J.B. Hunt Transp., Inc. v. Steadfast Ins. Co., CASE NO. 5:20-CV-5049

Decision Date01 July 2020
Docket NumberCASE NO. 5:20-CV-5049
Citation470 F.Supp.3d 936
Parties J.B. HUNT TRANSPORT, INC., Plaintiff v. STEADFAST INSURANCE COMPANY ; and Certain Underwriters at Lloyd's, London Subscribing to Auto Terror and Malicious Attack Protect Contingent Insurance Policy No. TE1800238, Defendants
CourtU.S. District Court — Western District of Arkansas

Bruce E. Munson, Zachary Richmond Hill, Elizabeth A. Fletcher, Munson, Rowlett, Moore & Boone, P.A., Little Rock, AR, for Plaintiff.

David D. Wilson, Friday, Eldredge & Clark, Little Rock, AR, Kamber Stefany Burke, Pro Hac Vice, Paul L. Fields, Jr., Fields Howell LLP, Atlanta, GA, for Defendant Certain Underwriters at Lloyd's London.

Douglas McIntosh, Ilana Olman, Pro Hac Vice, Segal McCambridge Singer & Mahoney, Ltd., Fort Lauderdale, FL, Gary D. Marts, Jr., Quinten Johnson Whiteside, Wright Lindsey Jennings LLP, Little Rock, AR, for Defendant Steadfast Insurance Company.

MEMORANDUM OPINION AND ORDER

TIMOTHY L. BROOKS, UNITED STATES DISTRICT JUDGE

Defendant Certain Underwriters at Lloyd's London subscribing to Auto Terror and Malicious Attack Protect Contingent Insurance Policy No. TE1800238 ("Underwriters") have filed a Motion to Compel Arbitration and Dismiss or, Alternatively, Stay Litigation Pending Arbitration. (Doc. 15). Plaintiff J.B. Hunt Transport, Inc. ("J.B. Hunt") and Defendant Steadfast Insurance Company ("Steadfast") have filed responses in opposition. (Docs. 23 & 25). Underwriters replied. (Doc. 37). For the reasons discussed below, the Court finds that J.B. Hunt's claims against Underwriters should be referred to arbitration and therefore GRANTS the Motion to Compel Arbitration (Doc. 15). The Court STAYS the remaining claims against Steadfast until the conclusion of arbitration.

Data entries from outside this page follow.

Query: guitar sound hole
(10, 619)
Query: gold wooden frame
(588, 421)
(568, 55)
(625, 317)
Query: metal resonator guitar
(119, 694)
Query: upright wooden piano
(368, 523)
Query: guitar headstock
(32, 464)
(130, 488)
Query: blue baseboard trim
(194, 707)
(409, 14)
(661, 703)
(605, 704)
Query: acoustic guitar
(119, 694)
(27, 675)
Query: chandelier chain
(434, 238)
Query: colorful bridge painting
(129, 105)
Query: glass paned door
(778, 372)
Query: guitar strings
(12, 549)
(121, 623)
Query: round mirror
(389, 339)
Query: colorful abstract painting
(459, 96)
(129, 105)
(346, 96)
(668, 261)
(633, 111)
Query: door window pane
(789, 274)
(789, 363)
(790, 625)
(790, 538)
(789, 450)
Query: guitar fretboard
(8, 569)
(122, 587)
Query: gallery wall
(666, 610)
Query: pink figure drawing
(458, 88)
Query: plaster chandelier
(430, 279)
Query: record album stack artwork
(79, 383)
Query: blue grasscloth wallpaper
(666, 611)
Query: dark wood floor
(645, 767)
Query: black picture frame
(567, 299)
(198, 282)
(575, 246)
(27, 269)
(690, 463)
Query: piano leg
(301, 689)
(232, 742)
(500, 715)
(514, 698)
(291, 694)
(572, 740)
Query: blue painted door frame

Furthermore, J.B. Hunt has filed a Motion to Strike Underwriters' Answer to the Amended Complaint (Doc. 44), to which Underwriters have responded. (Doc. 47). For the reasons discussed below, the Court DENIES the Motion to Strike (Doc. 44).

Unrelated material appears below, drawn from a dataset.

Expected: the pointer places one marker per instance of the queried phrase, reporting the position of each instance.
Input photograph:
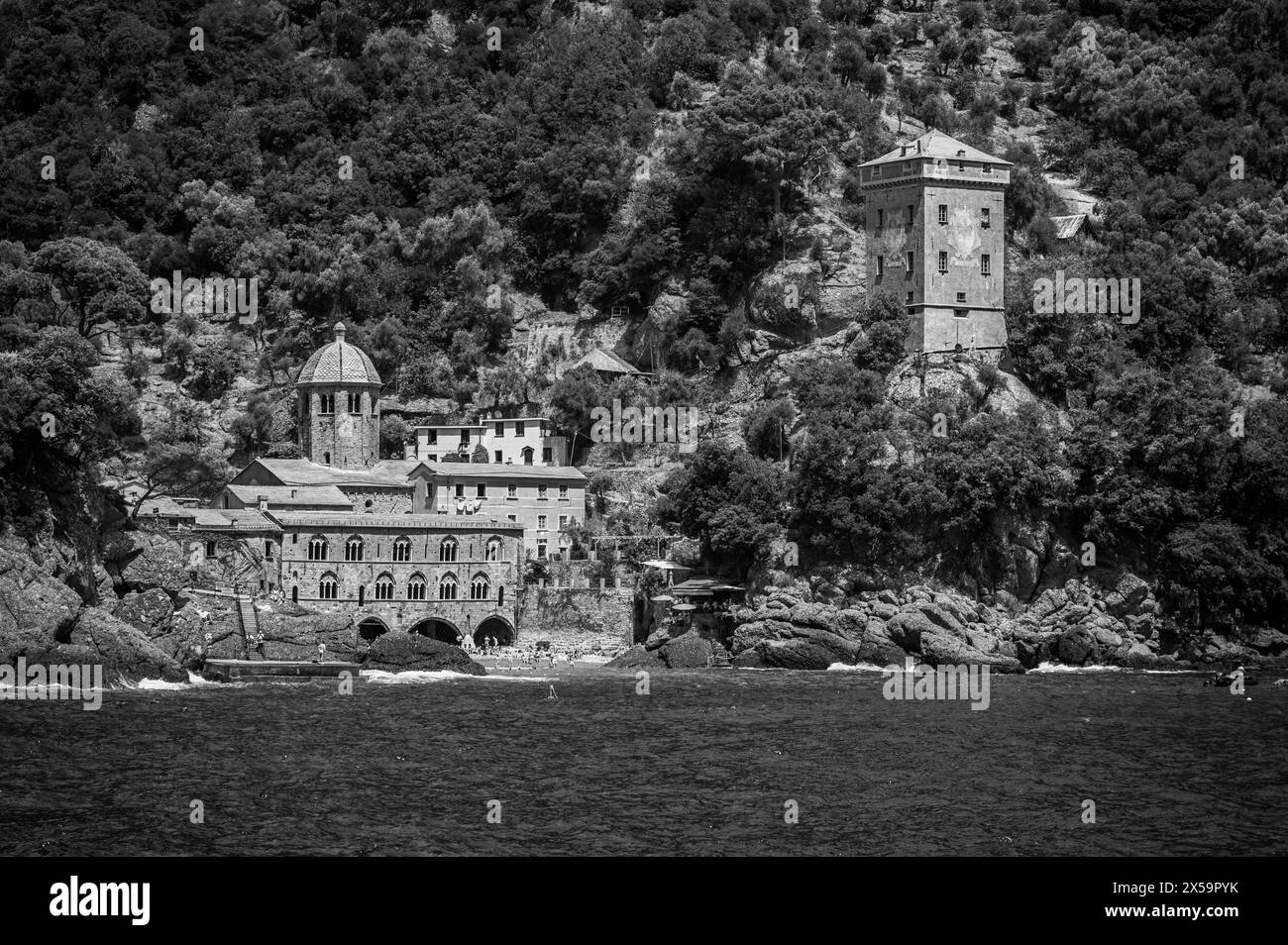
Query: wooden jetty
(243, 670)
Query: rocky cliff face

Finally, J.B. Hunt filed a Motion for Leave to File a Second Amended Complaint (Doc. 41), Underwriters responded (Doc. 50), and J.B. Hunt replied (Doc. 58). For the reasons discussed below, this Motion is DENIED.

I. BACKGROUND

This dispute arises from two insurance policies issued to J.B. Hunt by separate defendants Underwriters and Steadfast. In its Amended Complaint, J.B. Hunt alleges that Underwriters and Steadfast are liable for breach of duty to defend and indemnify J.B. Hunt for claims presented in a separate suit involving the wrongful death of Evelyn S. Udell ("Udell Suit"). (Doc. 8, p. 1–2). The Udell Suit arose from the alleged intentional killing of Evelyn S. Udell by an employee for XM Carriers, a contracted carrier for J.B. Hunt. The Udell Suit has resulted in a confidential settlement agreement. (Doc. 15-1, p. 2). J.B. Hunt alleges that the claims in the Udell Suit are covered under the insurance policies issued by Underwriters and Steadfast but that Underwriters and Steadfast refused to defend those claims and have refused to "remit the sums owed under the aforementioned policies." (Doc. 8, p. 2). For Underwriters' part, they argue that they remain willing to participate in a good faith settlement of the Udell Suit but allege that they are not liable for a voluntarily overvalued settlement offer made without the consent of Underwriters and Steadfast. (Doc. 15-1, p. 3).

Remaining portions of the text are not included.